Dopo la buriana, l’obbligo di dialogare

Come se il gelido vento Burian che ha spazzato l’Italia a fine febbraio avesse fatto mulinello anche nei seggi elettorali, il voto del 4 marzo ha mandato all’aria le previsioni dei sondaggisti, ridisegnando nella politica italiana tre poli ben distinti, ma non autosufficienti: il movimento Cinque Stelle che sfonda il 30% con Di Maio, il centrodestra in cui il guerriero Salvini disarciona Berlusconi, il renziano Partito Democratico ridimensionato non solo per lo strappo di Liberi & Uguali.

Questa buriana nazionale non ha risparmiato il Trentino, finora “isola” del centrosinistra autonomista. Ed il ricambio della nostra compagine parlamentare (guarda quasi tutta a destra, con 5 leghisti su 10 eletti), prefigura relazioni faticose, ma necessarie con Piazza Dante in vista della campagna elettorale d'autunno, già cominciata.

Come regola della vita democratica, il voto va rispettato, ma il dopo-voto deve essere interpretato. E' utile per il futuro del Paese comprendere quale matrice culturale lo ha determinato: nei ceti sociali (dove votano gli operai? E gli imprenditori?), dentro le fasce anagrafiche (cosa vogliono i giovani dai Cinque Stelle?) e soprattutto nella geografia del Bel Paese, considerato il predominio grillino nel Sud e lo strapotere leghista a Nord. L'analisi va focalizzata anche dentro le valli trentine trentine, tutt'altro che immobili, dove la protesta leghista, ad esempio, ha fatto breccia anche nella tradizione autonomista e popolare.

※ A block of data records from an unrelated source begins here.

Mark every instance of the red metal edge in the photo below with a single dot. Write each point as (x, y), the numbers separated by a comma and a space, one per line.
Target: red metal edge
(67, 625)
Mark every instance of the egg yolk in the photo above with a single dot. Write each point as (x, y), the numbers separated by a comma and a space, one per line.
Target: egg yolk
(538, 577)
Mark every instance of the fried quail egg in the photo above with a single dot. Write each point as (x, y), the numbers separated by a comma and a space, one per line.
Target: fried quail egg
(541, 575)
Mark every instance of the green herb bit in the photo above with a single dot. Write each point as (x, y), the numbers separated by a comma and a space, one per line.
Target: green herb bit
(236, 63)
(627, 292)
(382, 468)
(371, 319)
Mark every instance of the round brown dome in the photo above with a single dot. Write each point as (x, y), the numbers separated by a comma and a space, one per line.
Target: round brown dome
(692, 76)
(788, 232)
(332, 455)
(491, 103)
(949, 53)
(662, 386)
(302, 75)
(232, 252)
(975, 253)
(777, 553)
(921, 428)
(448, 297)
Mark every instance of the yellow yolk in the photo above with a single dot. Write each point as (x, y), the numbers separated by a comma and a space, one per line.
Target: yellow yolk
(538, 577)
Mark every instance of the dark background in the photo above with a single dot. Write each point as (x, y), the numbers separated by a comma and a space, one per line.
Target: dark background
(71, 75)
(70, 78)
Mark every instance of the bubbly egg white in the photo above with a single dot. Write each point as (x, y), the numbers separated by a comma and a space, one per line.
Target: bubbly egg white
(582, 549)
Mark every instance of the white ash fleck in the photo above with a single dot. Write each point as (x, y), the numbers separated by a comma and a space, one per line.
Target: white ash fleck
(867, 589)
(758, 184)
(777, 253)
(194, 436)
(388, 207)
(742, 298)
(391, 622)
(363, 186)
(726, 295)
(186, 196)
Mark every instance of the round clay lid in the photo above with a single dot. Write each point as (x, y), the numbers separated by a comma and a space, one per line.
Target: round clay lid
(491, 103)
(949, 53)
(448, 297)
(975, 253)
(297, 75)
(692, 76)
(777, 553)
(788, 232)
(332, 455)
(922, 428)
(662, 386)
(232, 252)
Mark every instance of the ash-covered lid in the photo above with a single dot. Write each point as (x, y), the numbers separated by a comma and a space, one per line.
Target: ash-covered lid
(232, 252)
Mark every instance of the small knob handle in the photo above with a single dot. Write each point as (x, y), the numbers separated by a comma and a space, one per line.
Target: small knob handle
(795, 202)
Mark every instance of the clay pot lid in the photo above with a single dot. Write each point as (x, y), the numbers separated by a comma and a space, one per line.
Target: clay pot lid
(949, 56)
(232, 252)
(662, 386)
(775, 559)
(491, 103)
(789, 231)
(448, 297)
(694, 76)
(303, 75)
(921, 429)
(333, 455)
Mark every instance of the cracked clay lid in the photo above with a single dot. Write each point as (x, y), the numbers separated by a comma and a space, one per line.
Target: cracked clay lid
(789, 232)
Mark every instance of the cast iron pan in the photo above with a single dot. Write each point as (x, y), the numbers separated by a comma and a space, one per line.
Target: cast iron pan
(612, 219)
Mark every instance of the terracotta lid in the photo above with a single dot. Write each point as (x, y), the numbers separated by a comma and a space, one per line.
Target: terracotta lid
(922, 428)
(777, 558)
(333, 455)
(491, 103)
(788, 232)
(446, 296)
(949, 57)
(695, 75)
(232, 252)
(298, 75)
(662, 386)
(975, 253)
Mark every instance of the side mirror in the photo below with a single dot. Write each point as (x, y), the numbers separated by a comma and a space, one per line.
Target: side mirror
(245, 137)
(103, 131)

Cinque Stelle e Lega Nord, fin dalle prime dichiarazioni più “aperte”, rivendicano un diritto di prelazione sul governo: con la benedizione del fondatore Beppe Grillo, Luigi Di Maio cerca di accreditarsi statura e spessore politico (tanto d'aver anticipato i nomi della sua squadra al presidente Mattarella), liberandosi dal peccato d'origine della genesi virtuale e dai vizi di gestioni locali non proprio cristalline.

Con la spinta di Roberto Maroni, il leader Matteo Salvini è andato subito ad Arcore per tendere la mano al centrodestra, anestetizzando la vocazione secessionista per sfoderare una muscolatura nordista, attenta però alle forze imprenditoriali di tutto il Paese.

Passata la tempesta, su quali basi “ricucire il Paese”, come direbbe il card. Bassetti? Agli eletti, pur consapevoli dei sofferti limiti della mediazione politica, va riproposto l'obbligo morale e civile di cercare una mediazione fra interessi apparentemente opposti, non solo per garantire un governo richiesto dalle scadenze europee. Stop alla campagna elettorale, avanti con la ricerca di una convergenza attorno ad alcuni beni comuni. Davanti a sfide come la detanalità, un welfare sbilanciato, le “terre dei fuochi”, le piaghe dell'usura e dell'azzardo, la cooperazione con il Sud del mondo, non è un’impresa impossibile perseguire accordi invece di veti reciproci. Ben sapendo che il dialogo non è mai a tutti costi: vale per questioni bioetiche in cui è in gioco la dignità della persona (si pensi alla stepchild adoption), ma anche alle divisive politiche migratorie: un'accoglienza doverosa può e deve coniugarsi con un'integrazione arricchente, come conferma l'apporto insostibuile che tanti nostri fratelli immigrati (badanti, infermieri, braccianti ma non solo…) danno alla nostra sanità e alla nostra economia.

Si apre una stagione in cui credere nonostante tutto alla speranza. Il dovere di partecipare alla costruzione comune spetta ancora pure ai cattolici, chiamati a impegnarsi nell'amministrazione ma anche nella formazione all'etica politica (un'urgenza ribadita da questa rissosa campagna elettorale), portandovi il sale della competenza e anche della pacificazione. Sarà Terza Repubblica – e il presidente Mattarella vigila – se il tessuto sociale non si strappa e non s'impongono mosse populiste o autoritarie.